Prof. Fish has an alternative to traditions of tolerance, and to anyone awash in American politics today it will sound familiar: "That is to say, and Marcuse says it, anything the right does is bad and should not be tolerated; anything the left does is good and should be welcomed." This would explain the emotional intensity and animosity in politics now: The other side no longer deserves minimal respect.
It's not enough to disagree with conservative viewpoints; one has to undermine and delegitimize them. Mock them. Put them beyond the pale. Incidentally, Marcuse, Fish and others on the left who want to "withdraw" tolerance from the speech and ideas of their opponents count centrist Democrats among them. That is what happened to Joe Lieberman.

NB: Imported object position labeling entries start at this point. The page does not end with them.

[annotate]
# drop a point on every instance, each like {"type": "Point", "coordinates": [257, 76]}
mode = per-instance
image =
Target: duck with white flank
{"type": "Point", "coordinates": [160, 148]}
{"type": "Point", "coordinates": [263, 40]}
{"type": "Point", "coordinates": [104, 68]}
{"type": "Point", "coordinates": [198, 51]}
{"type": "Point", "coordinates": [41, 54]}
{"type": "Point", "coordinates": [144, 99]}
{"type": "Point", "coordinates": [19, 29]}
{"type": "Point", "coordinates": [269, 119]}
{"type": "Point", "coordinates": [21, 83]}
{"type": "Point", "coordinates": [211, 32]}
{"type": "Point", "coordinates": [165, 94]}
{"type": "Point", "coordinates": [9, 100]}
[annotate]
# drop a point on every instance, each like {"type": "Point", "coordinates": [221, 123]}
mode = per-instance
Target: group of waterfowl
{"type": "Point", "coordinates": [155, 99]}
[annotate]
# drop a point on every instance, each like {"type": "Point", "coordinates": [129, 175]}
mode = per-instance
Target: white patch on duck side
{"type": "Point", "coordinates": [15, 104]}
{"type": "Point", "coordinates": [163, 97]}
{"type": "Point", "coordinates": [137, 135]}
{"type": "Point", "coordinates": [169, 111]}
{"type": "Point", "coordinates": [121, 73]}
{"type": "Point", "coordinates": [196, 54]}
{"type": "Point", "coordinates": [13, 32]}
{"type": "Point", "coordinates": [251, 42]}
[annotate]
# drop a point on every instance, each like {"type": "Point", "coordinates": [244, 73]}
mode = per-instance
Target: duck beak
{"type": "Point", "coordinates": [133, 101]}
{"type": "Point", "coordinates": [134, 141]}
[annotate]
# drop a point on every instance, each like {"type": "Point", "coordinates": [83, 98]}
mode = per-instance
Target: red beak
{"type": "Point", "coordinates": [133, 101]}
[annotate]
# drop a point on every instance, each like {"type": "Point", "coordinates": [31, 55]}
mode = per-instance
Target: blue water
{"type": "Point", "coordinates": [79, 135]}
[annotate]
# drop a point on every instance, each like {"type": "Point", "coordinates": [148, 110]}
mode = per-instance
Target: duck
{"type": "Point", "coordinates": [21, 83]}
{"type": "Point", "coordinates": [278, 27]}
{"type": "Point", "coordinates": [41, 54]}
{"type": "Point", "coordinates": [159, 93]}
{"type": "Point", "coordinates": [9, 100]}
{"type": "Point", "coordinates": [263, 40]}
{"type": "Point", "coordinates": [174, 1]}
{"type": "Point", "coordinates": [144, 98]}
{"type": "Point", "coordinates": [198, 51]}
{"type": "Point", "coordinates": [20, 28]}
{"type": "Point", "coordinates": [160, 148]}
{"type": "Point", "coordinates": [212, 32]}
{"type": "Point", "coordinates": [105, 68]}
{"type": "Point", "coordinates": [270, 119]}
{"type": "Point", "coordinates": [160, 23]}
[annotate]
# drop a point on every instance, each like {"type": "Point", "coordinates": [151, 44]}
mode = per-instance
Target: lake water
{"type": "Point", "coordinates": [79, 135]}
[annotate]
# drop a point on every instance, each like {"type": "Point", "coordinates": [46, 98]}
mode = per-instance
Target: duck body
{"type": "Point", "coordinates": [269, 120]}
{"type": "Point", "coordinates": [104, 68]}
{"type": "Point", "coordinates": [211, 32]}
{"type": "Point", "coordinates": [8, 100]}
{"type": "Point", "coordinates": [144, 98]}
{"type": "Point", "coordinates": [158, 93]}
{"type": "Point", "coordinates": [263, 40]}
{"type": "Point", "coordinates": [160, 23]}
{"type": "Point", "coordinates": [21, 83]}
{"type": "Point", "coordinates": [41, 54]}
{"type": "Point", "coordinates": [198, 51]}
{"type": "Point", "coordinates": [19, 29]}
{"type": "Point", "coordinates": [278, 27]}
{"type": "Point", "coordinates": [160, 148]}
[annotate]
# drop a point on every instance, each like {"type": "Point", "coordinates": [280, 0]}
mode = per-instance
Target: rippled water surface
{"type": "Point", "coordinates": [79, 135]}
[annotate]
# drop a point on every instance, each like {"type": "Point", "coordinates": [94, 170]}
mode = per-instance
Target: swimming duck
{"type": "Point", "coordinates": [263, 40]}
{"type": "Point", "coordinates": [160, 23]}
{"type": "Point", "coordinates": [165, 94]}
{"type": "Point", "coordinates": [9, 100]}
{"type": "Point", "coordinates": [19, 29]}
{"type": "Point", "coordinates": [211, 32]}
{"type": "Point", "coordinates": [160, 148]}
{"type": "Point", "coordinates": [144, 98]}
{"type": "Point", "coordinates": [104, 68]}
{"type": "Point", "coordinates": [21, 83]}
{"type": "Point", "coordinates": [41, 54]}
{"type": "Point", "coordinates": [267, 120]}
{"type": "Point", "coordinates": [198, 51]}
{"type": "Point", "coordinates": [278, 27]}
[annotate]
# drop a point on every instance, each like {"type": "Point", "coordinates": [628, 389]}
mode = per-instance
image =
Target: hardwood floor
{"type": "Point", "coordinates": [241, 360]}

Digital technology now fixes someone's random remark forever in the ozone amber of the Web or YouTube. It's easy to make anything anyone may say, such as "macaca," a weeks-long campaign to diminish or even destroy the sayer. Wherever the nonbeliever Marcuse is now, this tool would have put him in heaven. I find it putting us closer than I'd like to be to an American "Lives of Others," media monitors always listening for the vulnerable spoken word.
Sen. Clinton this week told the Post, "I intend to build a centrist coalition." That may depend on how one defines centrist. For her progressive bloggers at Media Matters the center on tolerating speech likely falls closer to Prof. Marcuse than John Locke. So which is it? This summer Sen. Clinton said she was a founder of Media Matters, and this week she said she was a centrist. That doesn't compute. Perhaps in a year we'll know which side she's on.
Mr. Henninger is deputy editor of The Wall Street Journal's editorial page. His column appears Thursdays in the Journal and on OpinionJournal.com.